You’re wearing green. You’ve scoured the lawn for a four-leaf clover. The corned beef, cabbage and potatoes are simmering til dinner time, and you’re ready to wet the shamrock. But no St. Patrick’s Day celebration can be complete without watching Darby O’Gill and the Little People. The tagline for the 1959 Walt Disney romance/comedy/fantasy blared: A touch O’Blarney… a heap O’Magic and A LOAD O’LAUGHTER! Amazingly, the film nearly delivers on its promise, as it’s entertaining on so many levels.

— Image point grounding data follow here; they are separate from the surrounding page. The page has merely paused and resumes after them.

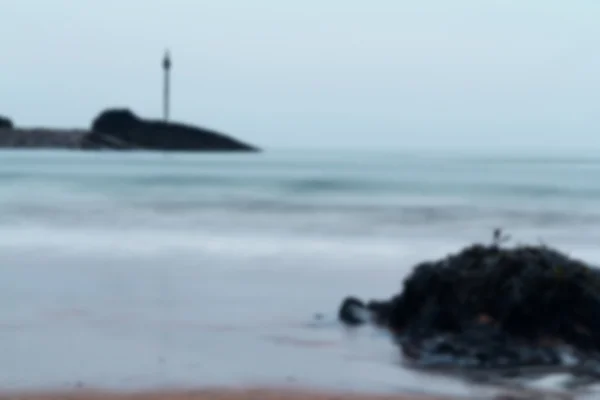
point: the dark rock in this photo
(488, 306)
(5, 123)
(122, 129)
(353, 312)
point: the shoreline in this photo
(215, 393)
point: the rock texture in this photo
(122, 129)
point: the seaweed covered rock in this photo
(492, 306)
(5, 123)
(122, 129)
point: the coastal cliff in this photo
(121, 129)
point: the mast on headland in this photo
(166, 64)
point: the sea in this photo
(136, 270)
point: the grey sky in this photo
(312, 73)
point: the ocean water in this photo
(134, 270)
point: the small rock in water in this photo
(353, 312)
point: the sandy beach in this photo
(215, 394)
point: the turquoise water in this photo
(171, 262)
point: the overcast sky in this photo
(316, 73)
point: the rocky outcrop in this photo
(5, 123)
(490, 307)
(122, 129)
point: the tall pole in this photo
(166, 84)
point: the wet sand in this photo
(217, 394)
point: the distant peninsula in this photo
(122, 129)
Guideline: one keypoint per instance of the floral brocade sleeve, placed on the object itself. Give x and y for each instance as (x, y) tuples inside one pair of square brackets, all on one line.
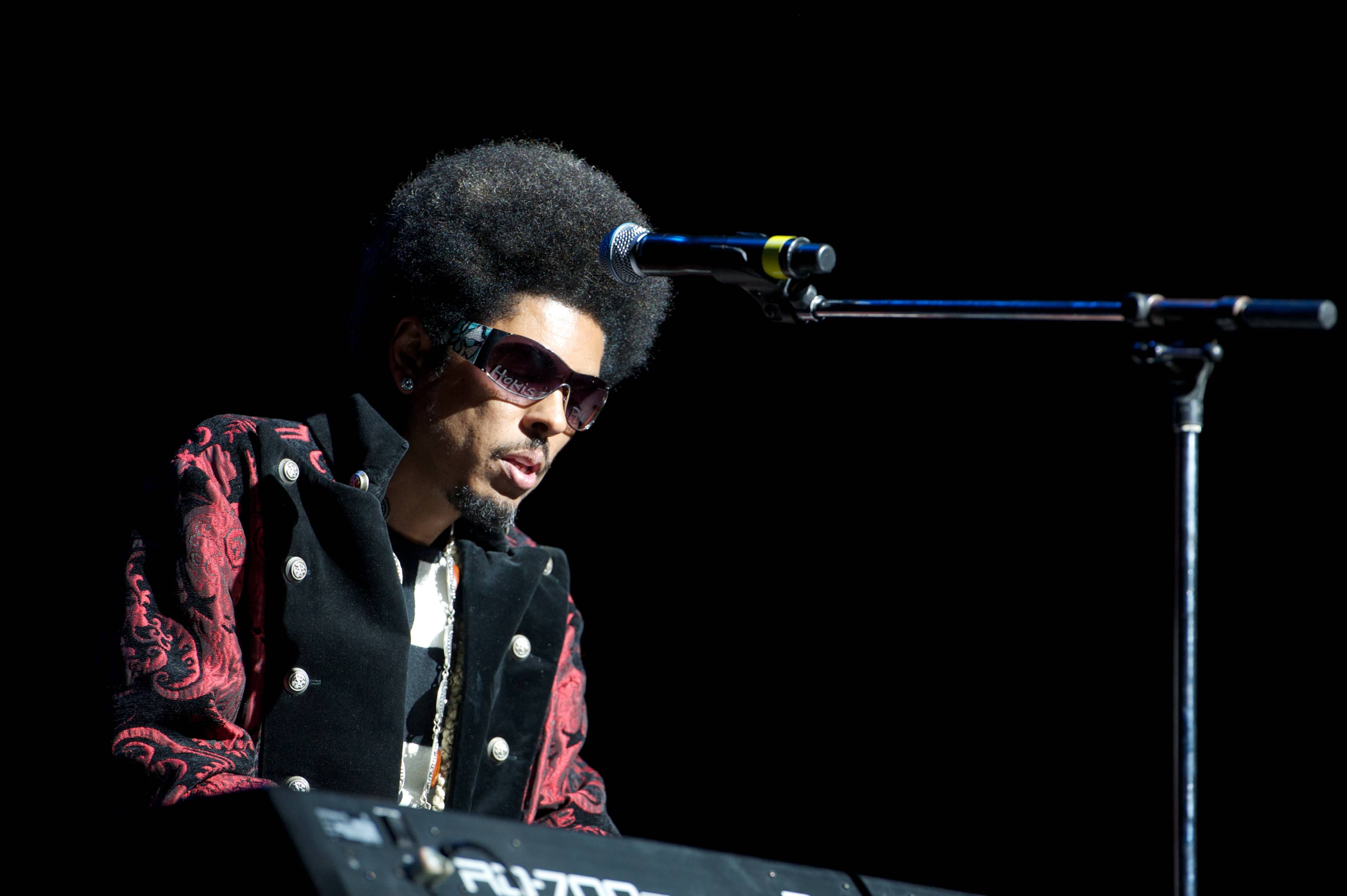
[(565, 790), (189, 684)]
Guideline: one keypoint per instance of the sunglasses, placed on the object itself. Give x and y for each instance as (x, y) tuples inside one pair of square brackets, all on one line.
[(530, 370)]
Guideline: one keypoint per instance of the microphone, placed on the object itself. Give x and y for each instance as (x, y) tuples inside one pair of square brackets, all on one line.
[(631, 252)]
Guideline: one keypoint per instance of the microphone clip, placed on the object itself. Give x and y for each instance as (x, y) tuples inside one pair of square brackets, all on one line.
[(786, 301)]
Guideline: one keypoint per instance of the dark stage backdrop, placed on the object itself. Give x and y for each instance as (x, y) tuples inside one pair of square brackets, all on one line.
[(887, 597)]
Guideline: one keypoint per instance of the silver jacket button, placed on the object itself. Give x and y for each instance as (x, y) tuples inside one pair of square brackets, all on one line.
[(297, 681), (297, 569)]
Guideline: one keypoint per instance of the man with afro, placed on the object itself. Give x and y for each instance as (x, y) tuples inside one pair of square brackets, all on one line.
[(344, 602)]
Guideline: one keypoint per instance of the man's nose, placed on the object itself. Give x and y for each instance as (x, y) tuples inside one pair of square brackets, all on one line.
[(547, 416)]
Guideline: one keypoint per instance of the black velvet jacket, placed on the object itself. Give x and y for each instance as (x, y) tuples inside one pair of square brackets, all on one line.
[(266, 637)]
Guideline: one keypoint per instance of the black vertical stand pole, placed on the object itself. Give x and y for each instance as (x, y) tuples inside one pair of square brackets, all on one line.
[(1190, 369)]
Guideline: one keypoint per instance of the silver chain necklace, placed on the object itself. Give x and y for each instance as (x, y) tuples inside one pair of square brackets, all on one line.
[(433, 792)]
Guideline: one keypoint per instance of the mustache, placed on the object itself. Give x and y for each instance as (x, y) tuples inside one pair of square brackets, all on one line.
[(529, 444)]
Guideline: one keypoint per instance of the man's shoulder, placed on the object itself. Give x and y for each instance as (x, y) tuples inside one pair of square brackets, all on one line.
[(558, 564), (235, 430), (250, 446)]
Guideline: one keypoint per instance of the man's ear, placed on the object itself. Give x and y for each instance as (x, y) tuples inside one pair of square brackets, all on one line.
[(407, 354)]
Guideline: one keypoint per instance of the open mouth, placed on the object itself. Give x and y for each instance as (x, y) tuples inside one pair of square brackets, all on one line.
[(522, 470)]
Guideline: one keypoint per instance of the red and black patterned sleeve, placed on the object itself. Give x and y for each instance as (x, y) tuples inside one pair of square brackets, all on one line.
[(565, 790), (189, 685)]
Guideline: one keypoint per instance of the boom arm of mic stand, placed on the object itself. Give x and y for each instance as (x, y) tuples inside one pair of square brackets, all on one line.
[(1139, 310)]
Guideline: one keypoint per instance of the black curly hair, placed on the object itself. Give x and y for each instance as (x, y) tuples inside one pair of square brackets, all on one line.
[(475, 231)]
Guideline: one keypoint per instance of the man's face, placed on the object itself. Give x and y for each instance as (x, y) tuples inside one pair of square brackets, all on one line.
[(477, 444)]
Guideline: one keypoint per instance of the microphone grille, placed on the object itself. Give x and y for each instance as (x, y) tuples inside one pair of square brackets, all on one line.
[(615, 253)]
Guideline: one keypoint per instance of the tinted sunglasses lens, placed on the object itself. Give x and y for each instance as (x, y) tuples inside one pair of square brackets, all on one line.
[(523, 369), (585, 404)]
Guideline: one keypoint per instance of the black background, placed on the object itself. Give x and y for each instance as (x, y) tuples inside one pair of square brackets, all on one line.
[(888, 597)]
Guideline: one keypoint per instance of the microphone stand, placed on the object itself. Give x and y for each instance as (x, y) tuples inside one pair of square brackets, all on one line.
[(1187, 357)]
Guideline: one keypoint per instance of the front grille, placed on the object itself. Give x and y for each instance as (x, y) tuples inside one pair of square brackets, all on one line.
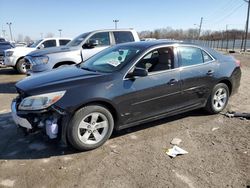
[(28, 64)]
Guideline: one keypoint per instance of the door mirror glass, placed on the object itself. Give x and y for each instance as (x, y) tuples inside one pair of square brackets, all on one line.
[(138, 72), (41, 46)]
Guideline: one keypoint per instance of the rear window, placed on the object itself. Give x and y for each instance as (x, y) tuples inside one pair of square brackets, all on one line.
[(123, 36), (49, 43), (63, 42)]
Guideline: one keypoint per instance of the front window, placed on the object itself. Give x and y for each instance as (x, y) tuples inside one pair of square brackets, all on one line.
[(190, 56), (111, 59), (157, 60), (102, 38), (78, 40), (34, 45), (49, 43)]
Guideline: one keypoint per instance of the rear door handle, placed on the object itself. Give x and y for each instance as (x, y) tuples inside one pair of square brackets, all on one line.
[(210, 72), (172, 82)]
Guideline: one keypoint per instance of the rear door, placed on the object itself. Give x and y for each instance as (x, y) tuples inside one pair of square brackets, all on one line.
[(197, 69)]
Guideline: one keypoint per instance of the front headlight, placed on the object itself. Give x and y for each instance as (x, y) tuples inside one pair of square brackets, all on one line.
[(40, 60), (9, 53), (39, 102)]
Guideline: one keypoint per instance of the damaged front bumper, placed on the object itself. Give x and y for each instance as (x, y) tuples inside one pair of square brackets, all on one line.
[(18, 120), (49, 120)]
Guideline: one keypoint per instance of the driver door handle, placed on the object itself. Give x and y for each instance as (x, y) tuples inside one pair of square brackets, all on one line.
[(210, 72), (172, 82)]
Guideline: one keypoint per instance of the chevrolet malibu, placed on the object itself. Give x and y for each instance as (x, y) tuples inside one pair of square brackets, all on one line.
[(124, 86)]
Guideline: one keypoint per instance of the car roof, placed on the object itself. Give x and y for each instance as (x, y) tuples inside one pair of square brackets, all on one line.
[(5, 43), (159, 42), (109, 30)]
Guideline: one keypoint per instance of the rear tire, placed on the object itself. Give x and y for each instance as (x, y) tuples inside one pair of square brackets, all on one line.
[(20, 66), (90, 127), (218, 99)]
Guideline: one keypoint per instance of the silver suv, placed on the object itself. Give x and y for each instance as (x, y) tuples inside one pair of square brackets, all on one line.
[(15, 57), (79, 49)]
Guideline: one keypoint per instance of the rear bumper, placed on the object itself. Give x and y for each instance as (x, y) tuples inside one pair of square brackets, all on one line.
[(10, 61), (236, 77)]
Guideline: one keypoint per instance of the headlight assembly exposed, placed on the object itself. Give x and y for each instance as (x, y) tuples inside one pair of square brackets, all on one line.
[(9, 53), (40, 60), (39, 102)]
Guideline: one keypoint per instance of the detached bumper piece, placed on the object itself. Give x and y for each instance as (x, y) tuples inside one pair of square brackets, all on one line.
[(46, 120), (18, 120)]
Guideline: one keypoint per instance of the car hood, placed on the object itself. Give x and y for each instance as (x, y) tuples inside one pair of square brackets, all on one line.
[(21, 50), (52, 50), (58, 79)]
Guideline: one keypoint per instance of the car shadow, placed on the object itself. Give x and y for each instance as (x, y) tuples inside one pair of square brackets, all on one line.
[(16, 145), (8, 71)]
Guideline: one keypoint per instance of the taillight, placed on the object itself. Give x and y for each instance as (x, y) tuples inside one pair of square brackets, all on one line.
[(237, 62)]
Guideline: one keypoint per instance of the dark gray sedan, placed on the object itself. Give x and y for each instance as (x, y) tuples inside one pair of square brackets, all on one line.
[(123, 86)]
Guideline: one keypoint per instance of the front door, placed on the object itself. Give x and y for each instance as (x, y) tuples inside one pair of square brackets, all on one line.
[(103, 41), (155, 94)]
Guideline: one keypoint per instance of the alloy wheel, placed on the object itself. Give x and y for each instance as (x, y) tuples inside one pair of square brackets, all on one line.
[(93, 128)]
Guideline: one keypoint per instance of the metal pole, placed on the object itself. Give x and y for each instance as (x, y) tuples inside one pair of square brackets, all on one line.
[(245, 44), (9, 24), (60, 32), (200, 28), (234, 42), (227, 38), (115, 21)]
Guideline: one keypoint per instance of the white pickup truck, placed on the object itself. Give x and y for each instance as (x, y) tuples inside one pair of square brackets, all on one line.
[(78, 50), (15, 57)]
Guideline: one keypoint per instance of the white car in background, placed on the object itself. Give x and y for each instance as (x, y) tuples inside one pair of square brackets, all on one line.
[(15, 57), (78, 50)]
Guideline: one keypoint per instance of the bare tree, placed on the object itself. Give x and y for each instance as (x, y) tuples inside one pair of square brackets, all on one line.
[(20, 38), (49, 35), (27, 39)]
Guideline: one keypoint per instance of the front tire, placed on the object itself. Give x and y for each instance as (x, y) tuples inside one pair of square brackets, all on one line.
[(90, 127), (21, 67), (218, 99)]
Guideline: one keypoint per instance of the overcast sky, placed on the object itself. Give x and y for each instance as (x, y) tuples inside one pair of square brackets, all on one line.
[(33, 17)]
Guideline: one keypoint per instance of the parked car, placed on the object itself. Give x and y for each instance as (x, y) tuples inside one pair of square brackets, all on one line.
[(20, 44), (2, 39), (123, 86), (15, 57), (79, 49), (4, 46)]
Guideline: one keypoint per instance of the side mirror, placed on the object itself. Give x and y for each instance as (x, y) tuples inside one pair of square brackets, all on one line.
[(40, 46), (91, 43), (138, 72)]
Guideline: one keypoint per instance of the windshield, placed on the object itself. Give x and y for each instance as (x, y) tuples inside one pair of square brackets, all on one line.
[(34, 45), (78, 40), (111, 59), (4, 46)]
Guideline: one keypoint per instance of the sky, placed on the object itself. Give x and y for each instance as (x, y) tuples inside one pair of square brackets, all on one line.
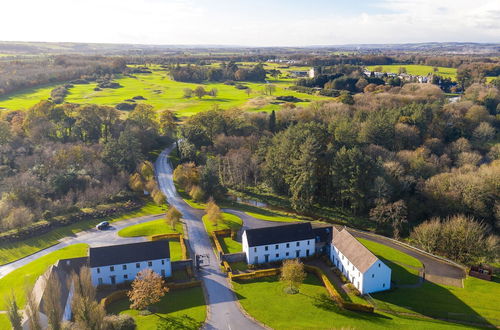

Where to begin?Not with the story, which is a convoluted yet charming tale that involves Darby O’Gill (Albert Sharpe), aging caretaker of an Irish estate; his lovely daughter, Katie (Janet Munro); singing and dancing leprechauns; a pooka; a jug of poitin; a pot of gold; the wish-granting but sneaky leprechaun king, Brian (Jimmy O’Dea); a looming death coach; a particularly frightful banshee; and Darby’s handsome, impending replacement, Mike (Sean Connery! Yes Connery, Sean Connery.). Suffice it say that it’s all in service of bringing Katie and Mike together as a couple. Robert Stevenson, who directed numerous Disney classics, including Old Yeller, Mary Poppins, The Absent-Minded Professor, and The Shaggy D.A., keeps the action chugging along (running time is a brisk 90 minutes) and sprinkles the proceedings with catchy songs as well as inventive special effects and forced-perspective shots that elevate the fantastical sequences. Munro (who died of a heart attack in 1972 at the age of just 38) and O’Dea are effortlessly delightful, while Connery comes across playful, if just a wee bit stiff. And, yes, he sings, crooning the duet “Pretty Irish Girl” with Munro. Debate still rages over whether or not professionals dubbed their vocals. We’re going to use one of our wishes to believe that’s actually the future 007 crooning, “Oh, she is my dear/my darlin’ one/Her eyes so sparklin’/full of fun/No other, no other can match the likes of her.”One recommendation: If you watch Darby O’Gill and the Little People today, and it’s streaming now on Disney+, do so with the closed captioning option on, as the accents are thick as an Irish stew.
Happy St. Patrick’s Day! Or, as the Irish put it, Lá Fhéile Pádraig sona duit! Oh, and are we bothered that Sean Connery was actually Scottish and not Irish? No. We’re not.